Saved But Unseen

Art cast into the dark by superannuation laws?

Investing in art has become a legitimate way for collectors to contribute to their superannuation funds. Indeed Self Managed Super Funds (SMSF), which may be a choice for art collectors, have grown substantially and attract numbers that contribute over 30% of monies/assets held in all superannuation funds.

There are laws, however, that must be adhered to, the most significant being that the benefits of these funds can only be accessed at retirement. This of course applies to all superannuation funds with rules that, for example, label monetary investments, usually deducted from incomes, as preserved and therefore untouchable. Somehow this is a logical and comprehensible edict when applied to financial contributions but when applied to art, whilst the logic is sustainable in financial terms, is less so when one thinks of beautiful art works ‘cast into the dark’ in storage places. And this is a requirement for those investing in art works as part of their self-managed superannuation fund.

Criss Cannings’ Banksia and Wild Flowers is a good test case. Resplendent in its hues of the Australian bush, these flowers exude a dynamic contrast in their golds, greens, reds, pinks and greens. This still life set against an intense white light is necessarily all about the external world of nature and one cannot help being perturbed at the thought of it being put away into storage.

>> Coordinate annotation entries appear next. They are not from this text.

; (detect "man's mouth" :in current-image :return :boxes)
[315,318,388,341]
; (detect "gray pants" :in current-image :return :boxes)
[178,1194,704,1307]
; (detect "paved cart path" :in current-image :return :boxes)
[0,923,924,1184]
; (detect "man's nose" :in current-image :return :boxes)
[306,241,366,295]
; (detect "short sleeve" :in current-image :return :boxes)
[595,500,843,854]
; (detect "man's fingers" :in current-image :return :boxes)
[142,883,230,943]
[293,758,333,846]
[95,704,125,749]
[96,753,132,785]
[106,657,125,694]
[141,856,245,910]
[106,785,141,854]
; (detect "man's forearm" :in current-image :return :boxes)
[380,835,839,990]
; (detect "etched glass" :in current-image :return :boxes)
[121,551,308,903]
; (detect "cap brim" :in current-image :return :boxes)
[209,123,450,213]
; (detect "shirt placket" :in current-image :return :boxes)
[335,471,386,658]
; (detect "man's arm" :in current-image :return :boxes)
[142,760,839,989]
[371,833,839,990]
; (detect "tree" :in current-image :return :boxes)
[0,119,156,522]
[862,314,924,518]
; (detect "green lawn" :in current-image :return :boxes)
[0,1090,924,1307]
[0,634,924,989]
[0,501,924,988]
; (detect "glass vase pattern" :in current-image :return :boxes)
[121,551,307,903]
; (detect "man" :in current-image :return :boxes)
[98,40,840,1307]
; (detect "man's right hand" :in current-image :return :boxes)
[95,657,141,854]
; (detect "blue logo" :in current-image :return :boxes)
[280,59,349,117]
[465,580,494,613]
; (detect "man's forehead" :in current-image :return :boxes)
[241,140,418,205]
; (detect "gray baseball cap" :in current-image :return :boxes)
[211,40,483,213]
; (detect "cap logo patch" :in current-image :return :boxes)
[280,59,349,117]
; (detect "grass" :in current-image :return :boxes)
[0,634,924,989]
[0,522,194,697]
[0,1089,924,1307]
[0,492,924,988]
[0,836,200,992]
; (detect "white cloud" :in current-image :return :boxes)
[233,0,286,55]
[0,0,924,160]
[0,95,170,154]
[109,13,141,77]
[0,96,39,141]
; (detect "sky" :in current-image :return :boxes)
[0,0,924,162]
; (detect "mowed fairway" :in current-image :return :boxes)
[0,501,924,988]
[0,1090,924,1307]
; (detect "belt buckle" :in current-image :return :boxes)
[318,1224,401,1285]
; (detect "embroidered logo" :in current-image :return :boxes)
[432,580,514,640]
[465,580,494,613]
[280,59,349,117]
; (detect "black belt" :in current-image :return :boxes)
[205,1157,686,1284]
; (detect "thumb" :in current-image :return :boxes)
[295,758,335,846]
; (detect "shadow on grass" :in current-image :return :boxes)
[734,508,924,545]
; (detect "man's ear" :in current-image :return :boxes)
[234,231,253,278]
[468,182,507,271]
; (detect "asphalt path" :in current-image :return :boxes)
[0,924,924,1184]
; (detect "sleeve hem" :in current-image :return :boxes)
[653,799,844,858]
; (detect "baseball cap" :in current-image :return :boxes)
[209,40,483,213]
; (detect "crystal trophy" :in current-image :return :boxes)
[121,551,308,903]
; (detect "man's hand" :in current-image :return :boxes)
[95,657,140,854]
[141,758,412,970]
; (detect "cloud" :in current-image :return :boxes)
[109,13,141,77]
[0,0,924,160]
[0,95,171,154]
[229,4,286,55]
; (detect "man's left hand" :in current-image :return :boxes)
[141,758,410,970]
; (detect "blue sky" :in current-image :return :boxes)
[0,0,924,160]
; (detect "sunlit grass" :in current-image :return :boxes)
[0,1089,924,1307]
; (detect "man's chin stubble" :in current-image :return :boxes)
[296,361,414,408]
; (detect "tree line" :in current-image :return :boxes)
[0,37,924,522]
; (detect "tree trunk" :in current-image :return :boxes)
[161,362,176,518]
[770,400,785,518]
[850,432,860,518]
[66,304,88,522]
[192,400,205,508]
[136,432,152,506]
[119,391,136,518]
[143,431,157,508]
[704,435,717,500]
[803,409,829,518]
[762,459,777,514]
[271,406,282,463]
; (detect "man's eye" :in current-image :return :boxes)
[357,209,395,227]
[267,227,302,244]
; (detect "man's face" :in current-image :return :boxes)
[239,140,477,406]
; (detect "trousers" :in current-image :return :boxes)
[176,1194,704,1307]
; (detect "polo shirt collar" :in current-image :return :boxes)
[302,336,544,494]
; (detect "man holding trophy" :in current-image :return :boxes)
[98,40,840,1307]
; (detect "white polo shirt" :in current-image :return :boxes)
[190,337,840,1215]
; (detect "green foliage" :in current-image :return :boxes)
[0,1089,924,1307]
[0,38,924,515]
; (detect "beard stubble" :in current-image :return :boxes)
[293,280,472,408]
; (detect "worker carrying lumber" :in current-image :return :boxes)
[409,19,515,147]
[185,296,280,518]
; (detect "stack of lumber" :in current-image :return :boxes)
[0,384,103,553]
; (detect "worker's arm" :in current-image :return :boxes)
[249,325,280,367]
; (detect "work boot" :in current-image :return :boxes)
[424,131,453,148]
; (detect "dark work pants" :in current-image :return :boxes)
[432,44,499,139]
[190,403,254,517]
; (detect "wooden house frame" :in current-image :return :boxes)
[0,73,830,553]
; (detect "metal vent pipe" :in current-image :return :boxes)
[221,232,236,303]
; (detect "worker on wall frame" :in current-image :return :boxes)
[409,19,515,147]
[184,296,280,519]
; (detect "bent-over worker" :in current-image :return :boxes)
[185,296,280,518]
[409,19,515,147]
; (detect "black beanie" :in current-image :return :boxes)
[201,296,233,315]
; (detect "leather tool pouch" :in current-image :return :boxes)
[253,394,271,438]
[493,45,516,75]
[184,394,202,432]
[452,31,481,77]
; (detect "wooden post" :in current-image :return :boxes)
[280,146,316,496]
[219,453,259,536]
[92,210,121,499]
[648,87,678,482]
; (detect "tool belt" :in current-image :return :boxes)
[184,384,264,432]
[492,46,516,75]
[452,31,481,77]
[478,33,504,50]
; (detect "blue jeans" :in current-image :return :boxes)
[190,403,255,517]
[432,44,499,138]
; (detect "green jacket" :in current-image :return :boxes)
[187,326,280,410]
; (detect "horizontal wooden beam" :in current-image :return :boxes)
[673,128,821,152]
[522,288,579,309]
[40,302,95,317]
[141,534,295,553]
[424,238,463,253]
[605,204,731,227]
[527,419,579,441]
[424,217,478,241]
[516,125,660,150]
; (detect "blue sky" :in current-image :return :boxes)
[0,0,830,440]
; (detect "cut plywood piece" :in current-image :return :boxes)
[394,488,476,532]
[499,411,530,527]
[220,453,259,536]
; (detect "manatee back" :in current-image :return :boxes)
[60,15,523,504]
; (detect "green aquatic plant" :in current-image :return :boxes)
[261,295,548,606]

To actually hang an artwork on the wall to be enjoyed and claimed as a personal asset is a breach of superannuation law. Instead, it is the case that some of Australia’s finest art for the present generation of art lovers cannot be seen – though of course the collector can visit the storage space and look at it when the need occurs. This furtive lurking in dark places to view extraordinary works of colour and design is perhaps yet another anomaly of the commodification of art that is so much a part of capitalism and its investment strategies.

The new rules for artwork held at 30 June 2011 grant a five-year transitional period for funds to comply. They include the requirement that artworks purchased after this date cannot be stored in the private residence of the members or related parties. ‘Private residence’ includes the land used for private residence and other buildings on that land such as a garage or a shed. Lurking in the back shed to see one’s art collection has been made redundant.

Does this make sense? Is there a way that this might be changed and in turn benefit the art industry, in particular, young artists attempting to survive financially? Or is there a way for art investors, despite the superannuation laws, to ensure these paintings can be seen?

Investment in art has grown substantially given that this investment can be linked to superannuation funds. Tax concessions offered along with predictions that these artworks will increase in value at a higher rate than investment in shares and property has buoyed the industry, whether the investors are owners of commercial galleries, workers in the art world such as curators, art hangers, administrative staff et al, or even, and perhaps most significantly, the artists themselves. This increased investment has also provided means by which new professions have developed within the art industry, not the least being post-graduate degrees in art curatorship, art history, conservation, the role of art as cultural capital, and general knowledge. If art is conceived as a canny form of investment, people who buy art need advice from people trained in the area, whether formally or by experience in the art world, who have been shown to provide professional advice that has ensured a sound return on investment.

Non-compliance with superannuation laws that insist that the art works be placed in storage has heavy penalties: tax benefits are withdrawn and art collectors would therefore be expected to pay 45% tax on the perceived value of the collection and forced to sell the works within five years heavily reducing the anticipated value of the works if retained for a longer period.

Although the current law no longer allows 5% of a collection owned by a fund (since 30 June 2011) to be on show in one’s home, funds that held artworks at 30 June 2011 have five years (to 30 June 2016) to comply with the new rules. For artworks purchased by a fund after 1 July 2011 it is an offence if the members of the fund or any related parties have any use of these pieces.

However this story has many possible happy endings for the art collector. Art must not be cast into the dark. There are other possibilities open to the art lover who wishes to indulge in his/her passion, accumulate superannuation funds and simultaneously enjoy continual public access to their artwork. The advantages need to be seen in terms of the expenses incurred. Superannuation rules have now added costs to the art investor in demanding annual evaluations by experts in the field. There is now also a requirement for artwork purchased after 1 July 2011 to be insured in the name of the fund within seven days of acquisition. And of course it has always been the case that art when sold from the fund required a market valuation.

On the other hand there is also the possibility of renting out the art in public buildings or allowing the artworks to be exhibited in public in other circumstances. It becomes therefore a choice for art collectors to either hide them away or bring them into the light.

Whether it can be claimed that investing in art is necessarily more profitable than investment in shares and property is problematic. Certainly there are many examples where this is the case. Investment by its nature is risky and is affected by the unknowable elements of global economics and levels of inflation, not to mention the question of the enduring popularity and/or acclaim for the works of particular artists or genre. There are careless investors in this area as there are in others, which is why choosing the right advisors is of paramount importance.

Collectors of art who choose to have Self Managed Super Funds do have choices, and it is to be hoped that one of these is not to ignore the loophole that allows precious artifacts to be seen either in public galleries as a community service, or as rentals which receive 6%-8% value of the art annually.